Jason Bartenen, Director, Industry Technical Relations for I-CAR in the U.S., discussed Advanced Driver Assistance Systems (ADAS) and how to properly calibrate them before, during and after the repair process. Bartenen noted that if systems such as 360-degree cameras aren’t properly calibrated, it can result in a gap in coverage and on other systems such as lane keep assist and adaptive cruise control, correct calibration and alignment is a key safety factor. “Misaligned cameras can have a dangerous impact on our customers,” he said.

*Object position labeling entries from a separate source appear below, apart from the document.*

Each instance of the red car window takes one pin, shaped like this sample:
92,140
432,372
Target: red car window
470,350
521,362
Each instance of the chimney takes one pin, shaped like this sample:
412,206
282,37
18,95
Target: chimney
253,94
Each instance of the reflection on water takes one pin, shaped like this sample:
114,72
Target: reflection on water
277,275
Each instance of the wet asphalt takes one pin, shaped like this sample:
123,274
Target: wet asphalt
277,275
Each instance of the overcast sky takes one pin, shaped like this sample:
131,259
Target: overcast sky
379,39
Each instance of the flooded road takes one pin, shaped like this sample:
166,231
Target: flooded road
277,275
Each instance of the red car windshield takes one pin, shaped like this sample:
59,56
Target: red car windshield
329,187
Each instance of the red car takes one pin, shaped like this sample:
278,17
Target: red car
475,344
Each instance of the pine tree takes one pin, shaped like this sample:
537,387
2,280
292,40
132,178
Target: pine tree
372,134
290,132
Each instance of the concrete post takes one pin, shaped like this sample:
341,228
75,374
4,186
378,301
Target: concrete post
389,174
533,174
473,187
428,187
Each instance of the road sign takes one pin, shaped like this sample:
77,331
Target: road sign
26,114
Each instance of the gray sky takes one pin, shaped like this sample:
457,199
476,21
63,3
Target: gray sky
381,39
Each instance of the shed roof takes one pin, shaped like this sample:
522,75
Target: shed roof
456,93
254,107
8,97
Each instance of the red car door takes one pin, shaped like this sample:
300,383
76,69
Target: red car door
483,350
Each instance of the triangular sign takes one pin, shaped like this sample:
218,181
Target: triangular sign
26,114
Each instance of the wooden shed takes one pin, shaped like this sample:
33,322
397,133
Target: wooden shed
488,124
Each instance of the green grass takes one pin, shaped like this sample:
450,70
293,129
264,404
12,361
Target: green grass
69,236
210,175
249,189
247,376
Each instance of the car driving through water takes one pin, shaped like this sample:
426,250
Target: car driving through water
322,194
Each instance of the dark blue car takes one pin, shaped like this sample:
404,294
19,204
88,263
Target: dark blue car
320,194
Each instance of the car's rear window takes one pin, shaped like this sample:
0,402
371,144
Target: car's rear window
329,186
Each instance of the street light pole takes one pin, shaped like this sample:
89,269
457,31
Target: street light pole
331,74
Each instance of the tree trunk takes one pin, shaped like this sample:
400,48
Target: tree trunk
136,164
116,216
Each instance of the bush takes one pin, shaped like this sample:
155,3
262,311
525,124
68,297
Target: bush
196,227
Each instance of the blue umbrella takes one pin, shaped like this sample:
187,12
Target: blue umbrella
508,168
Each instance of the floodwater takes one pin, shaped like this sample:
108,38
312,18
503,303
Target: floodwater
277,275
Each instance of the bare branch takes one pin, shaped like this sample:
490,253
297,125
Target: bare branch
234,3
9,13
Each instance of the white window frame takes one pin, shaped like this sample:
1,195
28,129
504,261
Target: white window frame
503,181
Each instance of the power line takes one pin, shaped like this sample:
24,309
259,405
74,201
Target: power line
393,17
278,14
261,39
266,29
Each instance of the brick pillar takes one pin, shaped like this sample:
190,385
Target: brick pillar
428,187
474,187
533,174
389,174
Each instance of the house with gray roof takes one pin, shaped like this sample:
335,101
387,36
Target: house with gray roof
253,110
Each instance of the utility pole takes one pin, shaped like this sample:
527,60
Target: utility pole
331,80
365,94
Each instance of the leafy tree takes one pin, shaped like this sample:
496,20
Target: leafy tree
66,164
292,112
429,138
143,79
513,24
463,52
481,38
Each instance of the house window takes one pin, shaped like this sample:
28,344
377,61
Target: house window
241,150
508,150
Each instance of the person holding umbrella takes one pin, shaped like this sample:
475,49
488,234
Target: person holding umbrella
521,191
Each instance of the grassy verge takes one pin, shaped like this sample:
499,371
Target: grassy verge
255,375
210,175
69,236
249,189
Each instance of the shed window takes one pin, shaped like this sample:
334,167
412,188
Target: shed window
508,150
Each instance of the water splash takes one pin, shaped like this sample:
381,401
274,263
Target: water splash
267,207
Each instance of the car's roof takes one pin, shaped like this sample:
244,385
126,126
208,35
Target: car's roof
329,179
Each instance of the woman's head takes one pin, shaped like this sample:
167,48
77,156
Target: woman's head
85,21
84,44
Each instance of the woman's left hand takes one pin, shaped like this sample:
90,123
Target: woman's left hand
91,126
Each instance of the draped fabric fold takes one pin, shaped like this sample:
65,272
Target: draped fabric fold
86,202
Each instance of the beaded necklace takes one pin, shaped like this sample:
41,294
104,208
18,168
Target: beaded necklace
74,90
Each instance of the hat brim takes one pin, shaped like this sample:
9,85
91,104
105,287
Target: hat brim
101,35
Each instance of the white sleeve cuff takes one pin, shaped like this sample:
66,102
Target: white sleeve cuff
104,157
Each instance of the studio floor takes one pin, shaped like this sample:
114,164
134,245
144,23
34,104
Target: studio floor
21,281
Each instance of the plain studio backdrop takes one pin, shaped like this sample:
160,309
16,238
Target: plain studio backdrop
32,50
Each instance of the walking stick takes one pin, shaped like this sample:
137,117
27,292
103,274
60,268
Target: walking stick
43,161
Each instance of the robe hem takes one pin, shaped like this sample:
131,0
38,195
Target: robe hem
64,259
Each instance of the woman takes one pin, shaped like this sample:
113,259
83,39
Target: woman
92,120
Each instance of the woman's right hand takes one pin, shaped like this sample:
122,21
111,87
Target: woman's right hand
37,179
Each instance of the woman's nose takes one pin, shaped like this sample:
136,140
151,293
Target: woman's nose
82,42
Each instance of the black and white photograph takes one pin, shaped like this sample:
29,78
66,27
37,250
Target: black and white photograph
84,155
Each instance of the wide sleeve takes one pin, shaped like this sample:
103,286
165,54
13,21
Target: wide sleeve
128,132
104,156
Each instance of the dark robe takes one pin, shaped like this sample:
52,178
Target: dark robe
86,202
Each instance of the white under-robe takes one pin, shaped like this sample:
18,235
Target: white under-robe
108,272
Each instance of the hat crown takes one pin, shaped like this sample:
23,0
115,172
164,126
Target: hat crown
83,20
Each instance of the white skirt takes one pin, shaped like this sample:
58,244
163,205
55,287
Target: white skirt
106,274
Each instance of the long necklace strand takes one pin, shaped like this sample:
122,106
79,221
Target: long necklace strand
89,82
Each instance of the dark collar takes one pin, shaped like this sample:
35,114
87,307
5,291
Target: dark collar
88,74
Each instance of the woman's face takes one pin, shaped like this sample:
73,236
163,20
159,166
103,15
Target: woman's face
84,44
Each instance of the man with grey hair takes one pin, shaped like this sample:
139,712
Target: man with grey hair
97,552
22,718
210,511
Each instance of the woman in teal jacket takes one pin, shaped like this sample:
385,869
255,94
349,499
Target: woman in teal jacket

Krysztof Czarnecki, from the University of Waterloo, gave a fascinating insight into some of the developments around autonomous vehicle technology including some of the very significant challenges facing their development for real world use. He talked about the need for detailed HD maps to make these systems work effectively along with other key factors such as “acceptable” safety risks and cost considerations.

An update on new vehicle sales trends was also provided, courtesy of DesRosiers Automotive Consultants.

With an expansive Cars and Technology Show Case area, ample networking meetings, on-site workshops and a special 20th anniversary Gala following the event, CCIF Toronto 2019 was truly an occasion to remember!

Past and present chairs gather for a special cake cutting ceremony at CCIF Toronto.
Current CCIF Chairman, Patrice Marcil provides an update on the CEIC initiative.
Recent CCIF Steering Committee members were recognized for their service and contributions.
Panel discussion provided a lively debate on the subject of Accreditation and OEM Certification programs.
The Fix Automotive team poses for a group photo. More than 50 of them attended this year’s CCIF Toronto.
Action from the Cars and Technology Showcase that took place adjacent to the general sessions.
CARSTAR had its own display for the first time at a CCIF event. (L-R) Johnny K, from CARSTAR Edmonton, poses with Collin Welsh CARSTAR Canada, Michael Menna, CARSTAR Downsview and Kevin Falesy, CARSTAR.
Mitchell’s Ryan Mandell delivered a fascinating session on EVs and the collision repair industry.
Jean-Luc Sauriol (left) and Tiffani Lane, at the ALLDATA display.
I-CAR’s Jason Bartenen discusses the importance of proper calibration on ADAS systems.
A special 20th Anniversary Gala brought all CCIF chairs together for a special Fireside Chat.
Gala keynote speaker and Disruption Strategist Sean Kanungo, talked about how technology and new ideas are changing the entire concept of business.